Render a lattice/grid of line charts using leather.Lattice.

Parameters:
  • x – The name or index of a column to plot as the x axis of the chart. Defaults to the first column in the table.

  • y – The name or index of a column to plot as the y axis of the chart. Defaults to the second column in the table.

  • path – If specified, the resulting SVG will be saved to this location. If None and running in IPython, then the SVG will be rendered inline. Otherwise, the SVG data will be returned as a string.

  • width – The width of the output SVG.

  • height – The height of the output SVG.

merge(groups=None, group_name=None, group_type=None)#

Convert this TableSet into a single table. This is the inverse of Table.group_by().

Any row_names set on the merged tables will be lost in this process.

Parameters:
  • groups – A list of grouping factors to add to merged rows in a new column. If specified, it should have exactly one element per Table in the TableSet. If not specified or None, the grouping factor will be the name of the Row’s original Table.

  • group_name – This will be the column name of the grouping factors. If None, defaults to the TableSet.key_name.

  • group_type – This will be the column type of the grouping factors. If None, defaults to the TableSet.key_type.

Returns:

A new Table.

normalize(*args, **kwargs)#

Calls Table.normalize() on each table in the TableSet.

order_by(*args, **kwargs)#

Calls Table.order_by() on each table in the TableSet.

pivot(*args, **kwargs)#

Calls Table.pivot() on each table in the TableSet.

print_structure(max_rows=20, output=<_io.TextIOWrapper name='<stdout>' mode='w' encoding='utf-8'>)#

Print the keys and row counts of each table in the tableset.

Parameters:
  • max_rows – The maximum number of rows to display before truncating the data. Defaults to 20.

  • output – The output used to print the structure of the Table.

Returns:

None

scatterplot(x=0, y=1, path=None, width=None, height=None)#

Render a lattice/grid of scatterplots using leather.Lattice.

Parameters:
  • x – The name or index of a column to plot as the x axis of the chart. Defaults to the first column in the table.

  • y – The name or index of a column to plot as the y axis of the chart. Defaults to the second column in the table.

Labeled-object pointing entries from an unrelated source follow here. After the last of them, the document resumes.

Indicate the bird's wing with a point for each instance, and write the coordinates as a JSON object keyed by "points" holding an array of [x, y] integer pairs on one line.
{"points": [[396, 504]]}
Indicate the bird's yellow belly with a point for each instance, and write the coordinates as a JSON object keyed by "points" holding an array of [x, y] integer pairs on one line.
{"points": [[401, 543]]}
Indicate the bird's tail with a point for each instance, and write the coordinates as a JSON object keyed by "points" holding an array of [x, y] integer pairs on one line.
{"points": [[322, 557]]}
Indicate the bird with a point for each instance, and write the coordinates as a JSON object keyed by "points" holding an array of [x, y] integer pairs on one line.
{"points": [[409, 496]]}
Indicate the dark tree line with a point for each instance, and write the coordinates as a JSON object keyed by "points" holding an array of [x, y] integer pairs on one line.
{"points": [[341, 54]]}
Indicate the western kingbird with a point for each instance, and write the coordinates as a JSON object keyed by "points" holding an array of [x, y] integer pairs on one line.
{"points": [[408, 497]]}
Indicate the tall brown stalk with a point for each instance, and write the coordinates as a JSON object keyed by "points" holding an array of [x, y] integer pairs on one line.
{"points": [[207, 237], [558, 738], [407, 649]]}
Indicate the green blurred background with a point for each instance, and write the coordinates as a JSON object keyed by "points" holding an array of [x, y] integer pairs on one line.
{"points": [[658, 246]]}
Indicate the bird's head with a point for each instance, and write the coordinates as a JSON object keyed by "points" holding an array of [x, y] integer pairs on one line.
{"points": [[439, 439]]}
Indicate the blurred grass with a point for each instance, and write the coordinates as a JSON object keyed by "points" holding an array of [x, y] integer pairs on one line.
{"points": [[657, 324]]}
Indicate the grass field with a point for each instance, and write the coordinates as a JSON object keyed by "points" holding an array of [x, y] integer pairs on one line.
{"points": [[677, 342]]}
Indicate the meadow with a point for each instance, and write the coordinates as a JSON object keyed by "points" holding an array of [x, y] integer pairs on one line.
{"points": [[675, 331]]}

  • path – If specified, the resulting SVG will be saved to this location. If None and running in IPython, then the SVG will be rendered inline. Otherwise, the SVG data will be returned as a string.

  • width – The width of the output SVG.

  • height – The height of the output SVG.

select(*args, **kwargs)#

Calls Table.select() on each table in the TableSet.

to_csv(dir_path, **kwargs)#

Write each table in this set to a separate CSV in a given directory.

See Table.to_csv() for additional details.

Parameters:

dir_path – Path to the directory to write the CSV files to.

to_json(path, nested=False, indent=None, **kwargs)#

Write TableSet to either a set of JSON files for each table or a single nested JSON file.

See Table.to_json() for additional details.

Parameters:
  • path – Path to the directory to write the JSON file(s) to. If nested is True, this should be a file path or file-like object to write to.

  • nested – If True, the output will be a single nested JSON file with each Table’s key paired with a list of row objects. Otherwise, the output will be a set of files for each table. Defaults to False.

  • indent – See Table.to_json().

values()#

Equivalent to collections.OrderedDict.values().

where(*args, **kwargs)#

Calls Table.where() on each table in the TableSet.